For conservative systems: total mechanical energy conserved.
**Work-energy theorem (powerful tool):**
W_net = ΔKE
To find final velocity, calculate net work and ΔKE: v_f = √(v_i² + 2 × W_net / m)
A car braking: W_brakes (negative) = -ΔKE → solve for final velocity.
**Common applications:**
- **Construction cranes**: W = (load weight) × (lift height). - **Industrial presses**: W = F_avg × stroke length. - **Pumping water**: W = mgh + losses to friction. - **Electric motors**: W_output = electrical energy × efficiency. - **Engine work**: ∫P dV (P-V diagram area). - **Spring loading**: W = ½kx². - **Tunnel boring**: massive work against rock resistance.
**Power and efficiency:**
P = dW/dt (rate of doing work, watts)
Efficiency η = W_useful / W_input.
- Car engine: ~25-35% (rest as heat). - Electric motor: ~85-95%. - Resistance heating: 100% (but heat is less useful than mechanical). - LED bulb: 30-50% electrical to visible light.
**Pumping water:**
W = ρ × V × g × h
Where ρ = water density (1,000 kg/m³), V = volume, g = 9.81, h = lift height.
To pump 100 L of water up 10 m: W = 1,000 × 0.1 × 9.81 × 10 = 9,810 J ≈ 9.8 kJ.
**Work in thermodynamics (gas):**
W = ∫P dV (pressure × volume change)
For isobaric (constant P) process: W = P × ΔV.
Internal combustion engine work: ~30% of fuel chemical energy → engine output → vehicle motion.
**Software:**
- **MATLAB / Python**: numerical integration for variable forces. - **CAD with simulation**: motion analysis with energy tracking. - **CFD with energy equation**: thermal-fluid systems. - **ADAMS, RecurDyn**: multi-body dynamics.
**Pitfalls:**
- **Confusing work with effort**: holding heavy load is exhausting but does no work. - **Forgetting angle factor**: peak work only when force aligned with motion. - **Sign confusion**: positive vs negative work (energy in vs out). - **Variable forces**: simple formula assumes constant F; otherwise integrate. - **Different "work" definitions**: physics work ≠ biological work ≠ thermodynamic work in all contexts. - **Path dependence**: friction work depends on path; gravity work doesn't. - **Units**: joules vs calories vs kWh — common confusion.
Common mistakes to avoid
- Confusing physics work (requires displacement) with effort (muscle contraction).

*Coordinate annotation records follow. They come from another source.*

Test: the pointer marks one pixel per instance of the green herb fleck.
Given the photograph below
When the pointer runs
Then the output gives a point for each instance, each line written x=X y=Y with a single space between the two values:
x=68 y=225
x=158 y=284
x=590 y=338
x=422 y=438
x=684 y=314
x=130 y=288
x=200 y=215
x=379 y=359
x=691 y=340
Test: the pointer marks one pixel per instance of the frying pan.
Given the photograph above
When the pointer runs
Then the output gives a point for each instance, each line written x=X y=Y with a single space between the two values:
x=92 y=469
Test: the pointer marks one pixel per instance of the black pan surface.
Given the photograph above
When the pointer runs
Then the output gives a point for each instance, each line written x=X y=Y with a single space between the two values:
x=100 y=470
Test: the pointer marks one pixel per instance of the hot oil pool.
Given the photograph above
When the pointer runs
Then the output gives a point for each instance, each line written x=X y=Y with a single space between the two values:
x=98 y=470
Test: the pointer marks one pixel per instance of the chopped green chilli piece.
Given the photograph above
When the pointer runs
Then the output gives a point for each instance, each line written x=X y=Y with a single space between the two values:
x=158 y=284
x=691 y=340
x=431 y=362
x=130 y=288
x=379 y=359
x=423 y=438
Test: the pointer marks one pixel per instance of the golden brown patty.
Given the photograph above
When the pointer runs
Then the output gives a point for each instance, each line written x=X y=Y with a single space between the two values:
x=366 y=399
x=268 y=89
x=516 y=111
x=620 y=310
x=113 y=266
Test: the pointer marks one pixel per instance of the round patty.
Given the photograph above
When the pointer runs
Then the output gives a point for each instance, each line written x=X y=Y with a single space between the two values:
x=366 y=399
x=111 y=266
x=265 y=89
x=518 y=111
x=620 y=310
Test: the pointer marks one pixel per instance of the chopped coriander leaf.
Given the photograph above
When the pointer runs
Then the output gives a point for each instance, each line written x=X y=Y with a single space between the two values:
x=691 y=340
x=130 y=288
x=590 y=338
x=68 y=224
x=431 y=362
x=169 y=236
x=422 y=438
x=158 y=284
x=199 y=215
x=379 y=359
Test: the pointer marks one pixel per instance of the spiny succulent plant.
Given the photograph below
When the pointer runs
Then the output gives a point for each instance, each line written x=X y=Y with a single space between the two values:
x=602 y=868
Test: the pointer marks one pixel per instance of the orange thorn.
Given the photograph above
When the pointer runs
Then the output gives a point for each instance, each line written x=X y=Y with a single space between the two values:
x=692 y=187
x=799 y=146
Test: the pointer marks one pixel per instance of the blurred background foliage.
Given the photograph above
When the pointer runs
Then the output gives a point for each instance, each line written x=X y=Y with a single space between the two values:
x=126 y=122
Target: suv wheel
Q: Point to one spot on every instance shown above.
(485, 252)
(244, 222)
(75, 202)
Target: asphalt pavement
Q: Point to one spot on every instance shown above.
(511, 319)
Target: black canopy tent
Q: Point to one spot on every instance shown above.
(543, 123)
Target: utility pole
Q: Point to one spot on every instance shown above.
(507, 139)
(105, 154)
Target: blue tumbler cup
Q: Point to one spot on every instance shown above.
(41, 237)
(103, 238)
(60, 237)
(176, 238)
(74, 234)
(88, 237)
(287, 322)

- Forgetting the cosine factor for non-aligned forces.
- Treating perpendicular forces as doing work (they don't).
- Confusing work with energy (work is energy transferred).
- Ignoring negative work (when force opposes motion).
- Using constant-force formula for varying forces.
- Mixing units (J vs cal vs kWh vs ft-lbf).
- Forgetting friction work in real systems.